Praise for A Small Indiscretion
“Ellison is a tantalizing storyteller . . . moving her story forward with cinematic verve.”—USA Today
“Rich with suspense . . . Lovely writing guides us through, driven by a quiet generosity.”—San Francisco Chronicle (Book Club pick)
“Delicious, lazy-day reading. Just don’t underestimate the writing.”—O: The Oprah Magazine (Editor’s Pick)
“Rich and detailed . . . The plot explodes delightfully, with suspense and a few twists. Using second-person narration and hypnotic prose, Ellison’s debut novel is both juicy and beautifully written. How do I know it’s juicy?
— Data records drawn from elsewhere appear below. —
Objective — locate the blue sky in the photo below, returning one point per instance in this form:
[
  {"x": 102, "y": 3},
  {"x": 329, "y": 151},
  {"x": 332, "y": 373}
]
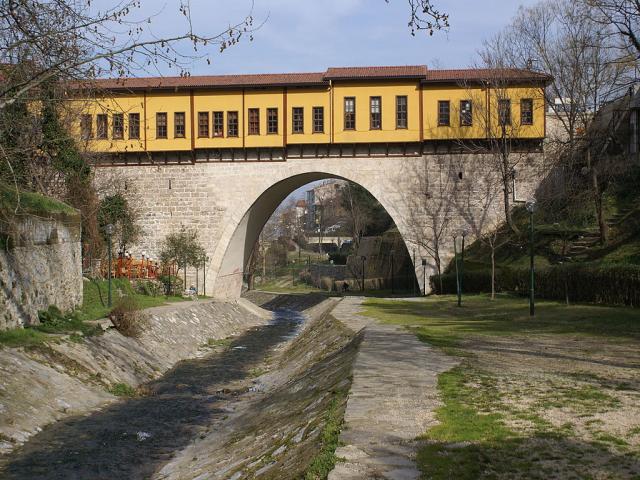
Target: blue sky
[{"x": 304, "y": 35}]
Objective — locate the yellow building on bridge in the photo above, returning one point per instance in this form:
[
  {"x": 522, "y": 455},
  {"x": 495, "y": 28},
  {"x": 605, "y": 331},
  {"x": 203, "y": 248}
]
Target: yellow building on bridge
[{"x": 201, "y": 117}]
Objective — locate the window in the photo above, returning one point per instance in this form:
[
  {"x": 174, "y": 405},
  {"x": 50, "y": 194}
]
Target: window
[
  {"x": 101, "y": 126},
  {"x": 401, "y": 111},
  {"x": 161, "y": 125},
  {"x": 444, "y": 113},
  {"x": 375, "y": 104},
  {"x": 118, "y": 126},
  {"x": 466, "y": 113},
  {"x": 134, "y": 126},
  {"x": 349, "y": 113},
  {"x": 272, "y": 120},
  {"x": 318, "y": 119},
  {"x": 203, "y": 124},
  {"x": 85, "y": 126},
  {"x": 254, "y": 121},
  {"x": 232, "y": 124},
  {"x": 504, "y": 111},
  {"x": 526, "y": 111},
  {"x": 218, "y": 124},
  {"x": 298, "y": 120},
  {"x": 179, "y": 129}
]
A stranger started reading it over my shoulder on the New York City subway, and told me he was sorry that I was turning the pages too quickly.”—Flavorwire
“Are those wild college days ever really behind you? Happily married Annie finds out.”—Cosmopolitan
“An impressive fiction debut . . . both a psychological mystery and a study of the divide between desire and duty.”—San Jose Mercury News
“A novel to tear through on a plane ride or on the beach . . . I was drawn into a web of secrets, a world of unrequited love and youthful mistakes that feel heightened and more romantic on the cold winter streets of London, Paris, and Ireland.”—Bustle
“Ellison renders the California landscape with stunning clarity. . . . She writes gracefully, with moments of startling insight. . . . Her first novel is an emotional thriller, skillfully plotted in taut, visual scenes.”—The Rumpus
“To read A Small Indiscretion is to eat fudge before dinner: slightly decadent behavior, highly caloric, and extremely satisfying. . . . An emotional detective story that . . . mirrors real life in ways that surprise and inspire.”—New York Journal of Books
“If you liked Gone Girl for its suspenseful look inside the psychology of a bad marriage, try A Small Indiscretion. . . . It touches many of the same nerves.”—StyleCaster
PUBLISHERS WEEKLY
In this debut novel, Annie Black, married for two decades with three children, owns a quaint lighting shop in San Francisco for which she designs fashionable fixtures, and has hired a mysterious young woman who calls herself Emme. But someone sends Annie a photograph in the mail, taken during a wild year Annie spent in London many years ago, and so she returns there seeking to resolve old passions. The story opens with the news that Robbie, Annie's son, has been seriously injured in a car accident, and Emme, who was driving the car, has disappeared. The author then embarks on an overly coincidental story that strains the reader's suspension of disbelief. The book takes the form of a letter written by Annie to Robbie, although we don't know where Robbie is, or whether he's alive. Annie recounts that it was the year she turned 20 the year of Robbie's conception when she went to work for Malcolm Church, an older man in London with whom she had an affair. Annie also confesses to a passionate involvement with Malcolm's wife's lover, a handsome photographer named Patrick Ardghal, with whom Annie became obsessed, and finally how at the end of this sojourn she met Robbie's father, Jonathan. The book travels back and forth between Annie's memories of that year and the horrific present, in which, after the impulsive trip back to the U.K., her marriage is disintegrating and Robbie's life hangs in the balance. The book is a page-turner but the crazy connections are too orchestrated to be believable, and the epistolary format doesn't fit. Would a mother really tell her son all the sordid details of her sexual past, even if it did reveal something about his patrimony?